If an organization must use Okta for identity management, then it is critical that the connections between legacy directories and cloud federated platforms be monitored in a hyper-vigilant way. The same recommendation would hold true in that any identity add-on (such as Duo for MFA) should be eliminated, and the Okta identity supply chain should be simplified to reduce the overall attack surface that is available to compromise an Okta-provisioned identity.
We as a security community need to help each other learn from the hard lessons of the last year, and sometimes that means making difficult decisions that fundamentally impact the user experience of standard users and privileged administrators. As long as we can articulate the value proposition for these changes, we can hopefully motivate users to go on this evolving digital identity journey together.
Rapid Reset Vulnerability
A recent discovery, the Rapid Reset vulnerability, demonstrates the challenges in using CVSS to evaluate a critical vulnerability. At 7.5 out of 10, this vulnerability (CVE-2023-44487) may actually be more critical than is being communicated. As a potential for availability outages, this denial of service vulnerability is critical and demonstrates the challenge of a zero-day vulnerability requiring weeks to patch across myriad technologies throughout the industry.
Often, software manufacturers are learning about these vulnerabilities in the news versus having a mechanism to better understand critical industry-wide vulnerabilities. More importantly, when these vulnerabilities exist at the protocol level, they demonstrate a miss in testing coverage. Organizations commonly ask, “Should we be concerned?” The answer to this question is often determined as a result of adversary profiling and evaluating the risk posture of an organization.
MOVEit Hack
While Progress Software quickly provided a patch for a MOVEit zero day/SQL injection vulnerability (CVE-2023-34362) found in their file transfer software, the damage had already been done. The Clop ransomware gang had been using the software to loot companies of their data and send ransom notices to negotiate before releasing the data to the dark web.
This was an unfortunate incident, because it demonstrates several critical issues that need to improve across the industry.
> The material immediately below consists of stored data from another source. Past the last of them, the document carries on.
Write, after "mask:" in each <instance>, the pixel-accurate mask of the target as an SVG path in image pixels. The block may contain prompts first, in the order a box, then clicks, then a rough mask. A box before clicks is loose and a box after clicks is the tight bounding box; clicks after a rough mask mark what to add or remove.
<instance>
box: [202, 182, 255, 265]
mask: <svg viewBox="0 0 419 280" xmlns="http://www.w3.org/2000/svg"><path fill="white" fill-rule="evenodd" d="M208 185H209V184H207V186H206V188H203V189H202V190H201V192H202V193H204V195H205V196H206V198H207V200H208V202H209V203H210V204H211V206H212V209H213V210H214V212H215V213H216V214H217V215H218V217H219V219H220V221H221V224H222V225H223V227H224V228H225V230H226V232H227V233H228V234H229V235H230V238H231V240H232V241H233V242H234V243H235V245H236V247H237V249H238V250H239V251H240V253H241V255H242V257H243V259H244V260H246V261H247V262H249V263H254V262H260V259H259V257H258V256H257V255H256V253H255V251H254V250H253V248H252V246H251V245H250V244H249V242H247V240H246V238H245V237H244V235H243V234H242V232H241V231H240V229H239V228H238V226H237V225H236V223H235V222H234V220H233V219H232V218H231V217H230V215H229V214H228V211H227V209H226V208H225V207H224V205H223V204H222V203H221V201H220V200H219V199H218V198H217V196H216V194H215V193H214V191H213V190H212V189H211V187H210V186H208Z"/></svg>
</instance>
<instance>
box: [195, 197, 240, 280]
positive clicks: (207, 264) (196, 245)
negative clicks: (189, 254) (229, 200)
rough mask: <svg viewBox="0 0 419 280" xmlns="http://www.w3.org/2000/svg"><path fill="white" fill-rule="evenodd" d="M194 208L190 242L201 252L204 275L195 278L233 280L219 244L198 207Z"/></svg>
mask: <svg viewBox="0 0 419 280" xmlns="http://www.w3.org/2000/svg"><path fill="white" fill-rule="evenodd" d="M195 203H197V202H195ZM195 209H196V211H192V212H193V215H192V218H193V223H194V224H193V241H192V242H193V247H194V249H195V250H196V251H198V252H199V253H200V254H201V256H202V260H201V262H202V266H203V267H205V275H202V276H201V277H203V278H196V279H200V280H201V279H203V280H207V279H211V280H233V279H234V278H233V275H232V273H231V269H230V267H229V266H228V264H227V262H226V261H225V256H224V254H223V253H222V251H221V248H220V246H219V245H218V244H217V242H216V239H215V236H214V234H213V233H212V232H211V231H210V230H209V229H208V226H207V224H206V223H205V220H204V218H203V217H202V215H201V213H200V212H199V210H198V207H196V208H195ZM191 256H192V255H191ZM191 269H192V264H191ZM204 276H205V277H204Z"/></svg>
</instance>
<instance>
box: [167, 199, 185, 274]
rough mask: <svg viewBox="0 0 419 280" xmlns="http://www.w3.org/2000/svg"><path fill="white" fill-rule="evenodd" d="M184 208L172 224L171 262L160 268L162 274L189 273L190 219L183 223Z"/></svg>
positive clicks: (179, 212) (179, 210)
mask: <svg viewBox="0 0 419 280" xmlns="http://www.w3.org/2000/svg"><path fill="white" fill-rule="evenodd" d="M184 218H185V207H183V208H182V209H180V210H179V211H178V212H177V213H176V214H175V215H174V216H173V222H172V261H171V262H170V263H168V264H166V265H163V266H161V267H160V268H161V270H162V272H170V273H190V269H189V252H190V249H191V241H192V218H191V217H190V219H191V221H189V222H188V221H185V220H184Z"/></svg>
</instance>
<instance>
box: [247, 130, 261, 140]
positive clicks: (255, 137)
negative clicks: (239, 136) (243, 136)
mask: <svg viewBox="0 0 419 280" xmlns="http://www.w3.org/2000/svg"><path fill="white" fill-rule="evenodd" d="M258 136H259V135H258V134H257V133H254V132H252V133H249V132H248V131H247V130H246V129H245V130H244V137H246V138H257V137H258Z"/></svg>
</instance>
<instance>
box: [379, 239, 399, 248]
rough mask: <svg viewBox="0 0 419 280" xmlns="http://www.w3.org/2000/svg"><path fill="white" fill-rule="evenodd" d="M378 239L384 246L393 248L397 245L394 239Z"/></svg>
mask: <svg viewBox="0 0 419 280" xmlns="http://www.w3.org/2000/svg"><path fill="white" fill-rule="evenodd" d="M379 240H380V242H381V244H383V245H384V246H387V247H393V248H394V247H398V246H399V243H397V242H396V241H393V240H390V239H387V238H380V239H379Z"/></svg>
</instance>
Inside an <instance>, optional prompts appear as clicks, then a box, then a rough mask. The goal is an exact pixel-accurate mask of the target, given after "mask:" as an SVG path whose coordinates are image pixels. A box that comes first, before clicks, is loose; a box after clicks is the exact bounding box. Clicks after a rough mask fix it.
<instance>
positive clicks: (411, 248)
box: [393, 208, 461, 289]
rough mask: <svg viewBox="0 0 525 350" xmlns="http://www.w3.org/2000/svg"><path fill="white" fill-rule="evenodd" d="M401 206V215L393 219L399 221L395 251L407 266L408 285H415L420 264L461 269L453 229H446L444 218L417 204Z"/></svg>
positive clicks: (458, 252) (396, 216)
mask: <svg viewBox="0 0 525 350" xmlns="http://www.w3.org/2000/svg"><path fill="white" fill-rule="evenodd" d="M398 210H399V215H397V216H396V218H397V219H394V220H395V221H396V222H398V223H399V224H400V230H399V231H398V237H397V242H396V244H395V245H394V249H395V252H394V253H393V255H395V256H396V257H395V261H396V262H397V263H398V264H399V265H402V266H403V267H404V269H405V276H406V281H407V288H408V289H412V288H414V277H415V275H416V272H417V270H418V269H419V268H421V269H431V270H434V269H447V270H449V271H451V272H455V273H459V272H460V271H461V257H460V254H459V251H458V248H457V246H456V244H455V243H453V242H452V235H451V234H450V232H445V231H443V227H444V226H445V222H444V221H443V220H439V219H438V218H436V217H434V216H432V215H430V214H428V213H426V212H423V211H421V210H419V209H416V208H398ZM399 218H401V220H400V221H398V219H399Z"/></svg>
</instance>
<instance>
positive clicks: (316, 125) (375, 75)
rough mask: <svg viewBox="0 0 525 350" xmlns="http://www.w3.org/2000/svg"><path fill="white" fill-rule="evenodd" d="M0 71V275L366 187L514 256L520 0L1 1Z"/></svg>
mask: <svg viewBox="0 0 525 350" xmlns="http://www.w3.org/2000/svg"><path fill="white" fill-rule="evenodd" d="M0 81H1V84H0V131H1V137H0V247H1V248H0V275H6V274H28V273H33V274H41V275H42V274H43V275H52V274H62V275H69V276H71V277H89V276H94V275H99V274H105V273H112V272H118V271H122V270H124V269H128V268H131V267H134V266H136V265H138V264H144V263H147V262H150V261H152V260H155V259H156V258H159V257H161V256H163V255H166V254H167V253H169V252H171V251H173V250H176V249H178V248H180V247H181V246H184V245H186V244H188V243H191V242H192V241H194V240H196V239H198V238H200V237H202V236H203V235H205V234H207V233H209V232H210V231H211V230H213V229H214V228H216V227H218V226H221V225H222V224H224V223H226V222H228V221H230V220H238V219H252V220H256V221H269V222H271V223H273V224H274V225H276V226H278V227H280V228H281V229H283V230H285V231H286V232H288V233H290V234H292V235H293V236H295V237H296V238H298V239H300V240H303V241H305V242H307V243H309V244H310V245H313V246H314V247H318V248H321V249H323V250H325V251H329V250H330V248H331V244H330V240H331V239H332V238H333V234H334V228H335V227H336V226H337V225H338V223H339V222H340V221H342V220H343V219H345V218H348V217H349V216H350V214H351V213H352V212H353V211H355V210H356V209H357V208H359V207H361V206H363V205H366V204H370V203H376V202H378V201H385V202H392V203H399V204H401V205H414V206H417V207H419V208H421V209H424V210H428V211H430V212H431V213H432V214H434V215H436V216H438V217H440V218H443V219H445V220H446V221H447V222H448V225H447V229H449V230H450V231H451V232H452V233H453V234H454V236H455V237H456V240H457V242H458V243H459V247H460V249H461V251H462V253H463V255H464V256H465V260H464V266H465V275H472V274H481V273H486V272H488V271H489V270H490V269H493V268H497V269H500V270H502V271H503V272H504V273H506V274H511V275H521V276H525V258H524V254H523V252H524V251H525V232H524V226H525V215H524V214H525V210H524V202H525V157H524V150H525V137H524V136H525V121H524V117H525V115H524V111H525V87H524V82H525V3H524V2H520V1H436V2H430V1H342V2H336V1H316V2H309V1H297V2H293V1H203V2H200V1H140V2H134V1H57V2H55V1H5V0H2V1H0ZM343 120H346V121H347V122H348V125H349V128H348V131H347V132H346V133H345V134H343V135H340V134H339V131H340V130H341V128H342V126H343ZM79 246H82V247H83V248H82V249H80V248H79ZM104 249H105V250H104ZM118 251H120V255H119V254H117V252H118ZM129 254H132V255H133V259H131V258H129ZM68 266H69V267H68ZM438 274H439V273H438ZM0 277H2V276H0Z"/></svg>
In particular, while companies choose commercial vendors to support their needs, a layered defense, in-depth security architecture is still needed to ensure safe capabilities. During vendor evaluation, buyers would be better served to understand installation and maintenance requirements as part of total cost of ownership, with security control needs identified.
Additionally, third-party patch management velocity needs to improve to keep up with adversary capabilities. Organizations commonly ask, “How can we ensure better controls for third-party software?” The answer to this question is often determined by solution placement as well as required hardening. Third-party software brings with it the potential for new adversaries that need to be considered as part of an organization’s risk posture.